Joaquin Phoenix stars as Freddie Quell, a WWII Navy vet who is having difficulty adjusting to life after the war until he happens upon something called The Cause...a form of hypnosis that allegedly helps one deal with their present life difficulties by confronting their past. Freddie initially fights the process but is lured into an intense love/hate relationship with The Cause's charismatic leader, one Lancaster Dodd (the late Phillip Seymour Hoffman).

Anderson must be credited for a screenplay that definitely has a dash of originality to it...the opening scenes of Freddie floating from job to job because of PTSD are no indicator of the strange story that unfolds before us, but this is Paul Thomas Anderson we're talking about so I should have known trying to foresee what was going to happen to this guy Freddie was pointless.

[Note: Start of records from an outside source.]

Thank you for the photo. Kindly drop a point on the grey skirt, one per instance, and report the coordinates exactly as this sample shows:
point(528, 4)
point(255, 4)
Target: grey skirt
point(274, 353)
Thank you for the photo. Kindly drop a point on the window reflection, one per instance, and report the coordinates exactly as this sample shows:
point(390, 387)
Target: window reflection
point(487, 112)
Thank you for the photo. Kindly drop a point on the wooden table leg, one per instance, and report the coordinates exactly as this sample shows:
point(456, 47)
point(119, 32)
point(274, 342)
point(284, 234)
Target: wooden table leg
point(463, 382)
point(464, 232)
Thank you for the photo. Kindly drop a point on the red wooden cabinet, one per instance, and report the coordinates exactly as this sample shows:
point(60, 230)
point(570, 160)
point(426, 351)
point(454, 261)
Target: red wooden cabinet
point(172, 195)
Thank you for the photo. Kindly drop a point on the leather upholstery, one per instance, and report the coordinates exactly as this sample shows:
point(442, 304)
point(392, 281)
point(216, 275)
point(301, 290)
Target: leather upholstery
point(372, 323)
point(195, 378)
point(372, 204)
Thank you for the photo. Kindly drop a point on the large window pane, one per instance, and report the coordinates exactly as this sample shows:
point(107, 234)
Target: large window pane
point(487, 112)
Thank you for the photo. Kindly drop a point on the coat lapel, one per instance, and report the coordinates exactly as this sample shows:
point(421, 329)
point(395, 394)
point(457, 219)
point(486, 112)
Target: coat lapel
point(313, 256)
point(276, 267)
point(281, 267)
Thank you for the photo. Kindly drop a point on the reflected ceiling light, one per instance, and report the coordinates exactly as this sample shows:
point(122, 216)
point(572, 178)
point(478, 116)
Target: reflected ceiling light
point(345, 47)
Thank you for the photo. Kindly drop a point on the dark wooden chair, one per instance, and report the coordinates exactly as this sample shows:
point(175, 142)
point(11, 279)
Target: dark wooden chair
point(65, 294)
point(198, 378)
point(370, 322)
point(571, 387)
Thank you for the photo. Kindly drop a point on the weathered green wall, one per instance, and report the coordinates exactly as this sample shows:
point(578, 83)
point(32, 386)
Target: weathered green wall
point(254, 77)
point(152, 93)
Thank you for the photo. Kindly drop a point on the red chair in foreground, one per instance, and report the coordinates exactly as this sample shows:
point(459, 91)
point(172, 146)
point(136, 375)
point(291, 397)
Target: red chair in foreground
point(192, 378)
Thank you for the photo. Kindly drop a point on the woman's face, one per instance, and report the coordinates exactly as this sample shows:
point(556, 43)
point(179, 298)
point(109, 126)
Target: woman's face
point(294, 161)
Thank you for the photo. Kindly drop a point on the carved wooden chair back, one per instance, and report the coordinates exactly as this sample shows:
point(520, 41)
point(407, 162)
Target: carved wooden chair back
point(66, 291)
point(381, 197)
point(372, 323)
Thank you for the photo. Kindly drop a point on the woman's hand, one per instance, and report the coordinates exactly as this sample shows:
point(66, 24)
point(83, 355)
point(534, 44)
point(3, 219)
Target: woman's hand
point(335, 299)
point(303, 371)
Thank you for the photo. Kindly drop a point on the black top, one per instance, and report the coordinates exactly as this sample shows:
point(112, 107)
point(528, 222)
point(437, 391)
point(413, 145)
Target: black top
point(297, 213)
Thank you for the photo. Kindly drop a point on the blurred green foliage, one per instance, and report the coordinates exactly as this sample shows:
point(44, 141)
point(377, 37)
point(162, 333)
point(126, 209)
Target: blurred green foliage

Anderson approaches some really prickly subject matter here as we get about halfway through the story and realize that The Cause is nothing more than a cult and Lancaster Dodd is a very sophisticated con artist...or is he? The story moves in varied directions and it is hard to keep track of what is going on a lot of the time and there are a couple of scenes that defy any kind of explanation or logic. There is a similar confusion with the characters. Everyone in this story seems to have their own agenda and said agendas change from scene. Dodd's wife, daughter, and son-in-law for instance, seem to welcome Freddie to the fold with open arms, but around the same time we realize what Dodd really is, we see the family close ranks around him and warn him that Freddie is a danger to their existence.

The biggest disappointment story-wise for this reviewer was watching Freddie being taken in by this people and hoping that they can somehow help the hot mess of a character we meet in the opening scenes. We want to see him get the help he needs but it becomes clear this is not going to happen and we just want to see him get away, instead what we get is an attempt to "de-program" Freddie which really doesn't work because Freddie really isn't any different than he was in the beginning of the film which. to me, made most of the story kind of pointless.

As confusing and squirm-worthy as I found this story, I could not take my eyes off the screen due to the performances by the three leads, which all received Oscar nominations. Phoenix is darkly unhinged as Freddie, a performance that had a really Brando-esque quality to it...Freddie was a like a car accident...you didn't want to look, but you couldn't help looking. I don't think Anderson rep company member Hoffman as ever been better as Dodd (and that includes his Oscar-winning performance in Capote) and I'm surprised he didn't win a second Oscar for his work here...this performance is intense yet beautifully controlled and slightly creepy. Amy Adams once again proves her versatility in a quietly powerful turn as Dodd's wife, who turns out to be the real power behind The Cause. This performance earned Adams her fourth Oscar nomination.

As always, Anderson's attention to production values is first rate, the film is beautifully photographed and I loved the costumes and the quirky music. I just wish his direction had been a little less self-indulgence and that his screenplay had cared a little more about his central character.